La casa che vorrei, è come quella che si vede sulle riviste patinate, o nelle foto che fanno il giro del mondo, in un solo clic.
Non una di quelle case perfettine, capiamoci bene, nelle cui cucine sembra che nessuno abbia mai cucinato, sulle cui sedie sembra che nessuno si sia mai seduto, e in cui sembra che, per vivere, tu debba essere una modella che non suda mai, non si lava, non puzza, non si sporca, e nemmeno respira.
No, la mia casa è già un bazaar in miniatura.. la vorrei solo più grande.

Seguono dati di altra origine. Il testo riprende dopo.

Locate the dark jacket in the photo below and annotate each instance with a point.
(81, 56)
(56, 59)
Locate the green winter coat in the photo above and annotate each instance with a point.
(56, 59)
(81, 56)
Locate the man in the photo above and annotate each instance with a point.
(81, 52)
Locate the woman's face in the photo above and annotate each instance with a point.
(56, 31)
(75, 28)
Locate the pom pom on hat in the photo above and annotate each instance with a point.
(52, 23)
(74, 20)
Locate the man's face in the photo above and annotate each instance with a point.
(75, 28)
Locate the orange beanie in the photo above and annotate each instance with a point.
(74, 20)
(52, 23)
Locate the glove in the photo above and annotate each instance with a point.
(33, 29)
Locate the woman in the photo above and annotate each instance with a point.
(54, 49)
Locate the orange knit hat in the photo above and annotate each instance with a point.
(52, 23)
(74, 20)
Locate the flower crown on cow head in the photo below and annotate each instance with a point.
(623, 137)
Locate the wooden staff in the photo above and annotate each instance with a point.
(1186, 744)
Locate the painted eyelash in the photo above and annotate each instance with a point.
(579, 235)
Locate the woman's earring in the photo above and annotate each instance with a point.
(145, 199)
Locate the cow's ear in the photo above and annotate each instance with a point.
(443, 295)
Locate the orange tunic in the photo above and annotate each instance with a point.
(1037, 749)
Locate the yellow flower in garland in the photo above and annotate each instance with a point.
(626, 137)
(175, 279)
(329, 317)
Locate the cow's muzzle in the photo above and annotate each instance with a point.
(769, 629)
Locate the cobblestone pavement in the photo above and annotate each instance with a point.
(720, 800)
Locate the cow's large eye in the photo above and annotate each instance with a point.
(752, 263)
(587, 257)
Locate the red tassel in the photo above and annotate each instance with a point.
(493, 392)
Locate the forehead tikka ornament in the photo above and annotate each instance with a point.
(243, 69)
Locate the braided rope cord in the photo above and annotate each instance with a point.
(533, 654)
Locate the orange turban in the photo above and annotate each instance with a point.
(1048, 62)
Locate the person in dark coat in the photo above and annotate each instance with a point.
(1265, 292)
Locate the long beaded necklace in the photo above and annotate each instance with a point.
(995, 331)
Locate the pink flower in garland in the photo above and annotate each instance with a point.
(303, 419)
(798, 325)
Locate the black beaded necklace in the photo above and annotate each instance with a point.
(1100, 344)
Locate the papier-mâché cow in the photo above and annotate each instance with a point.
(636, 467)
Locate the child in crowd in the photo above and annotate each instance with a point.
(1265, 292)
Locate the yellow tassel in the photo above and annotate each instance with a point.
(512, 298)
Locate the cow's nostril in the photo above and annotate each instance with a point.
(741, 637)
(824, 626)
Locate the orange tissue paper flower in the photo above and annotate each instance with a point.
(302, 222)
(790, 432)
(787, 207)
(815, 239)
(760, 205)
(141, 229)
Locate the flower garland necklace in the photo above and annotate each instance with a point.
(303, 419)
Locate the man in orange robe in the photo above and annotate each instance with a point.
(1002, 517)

Composta da almeno 100 stanze, magari da arredare ognuna in stile diverso, e in cui stipare il bendidio da rigattiere che ho accumulato in anni di viaggi, e tutti i ricordi, e magari tutte le persone a cui voglio bene.
E gatti, migliaia di gatti che si aggirano placidi e felici per quelle stanze, dormendo in quei letti come fossero loro i padroni, rendendo le stanze calde, rendendole vive, rendendole indimenticabili e un pò misteriose.
Forse, la casa che vorrei dovrebbe essere un albergo.
Ma non un albergo di design, a 5 stelle lusso, pieno di comfort, e così freddo da far spavento. (e beh, nemmeno un Overlook Hotel, per quanto l’idea possa essere affascinante, soprattutto con la neve), no. La casa albergo che vorrei, ovrebbe essere un bed and breakfast di campagna, una di quelle pensioncine a conduzione familiare. Ogni stanza di un colore diverso, magari affacciata sul mare come la casa di “Come un Uragano”, avete presente? Finestre blu e tutto il resto.
Oh si, la casa che vorrei dovrebbe essere proprio così.
Piena di cose, da traboccare. Da andar via storta su quelle gambette forti, e magari capace anche di spostarsi qua e là all’occorrenza. Come il castello errante di Howl, come la sua antenata, l’isba della vecchia Baba Yaga, che cammina su una sola zampa di gallina.
Così, potrei portare con me la mia casa, dovunque voglia andare. La mia chiocciolina, la mia copertina di Linus. Piena di tutte le cose che sono, e di quelle che sarò, piena dei miei sogni e dei miei ricordi. Dei posti che ho visitato, e di quelli dove andrò, della gente che ho incontratoe di quella che incontrerò, delle storie che mi hanno raccontato e di quelle che ancora non ho udito.
Ci sarebbero i miei vestiti, appesi in ogni dove, e ognuno racconterebbe la sua storia. E ci sarebbero le scarpe, oh si, quante ce ne sarebbero!
E ci sarebbero lampade colorate appese in ogni dove, e candele accese, candele ovunque. Si, nella casa dei miei sogni non dovrei preoccuparmi di pagare l’elettricità.
Così dovrebbe essere. Libera. E spensierata.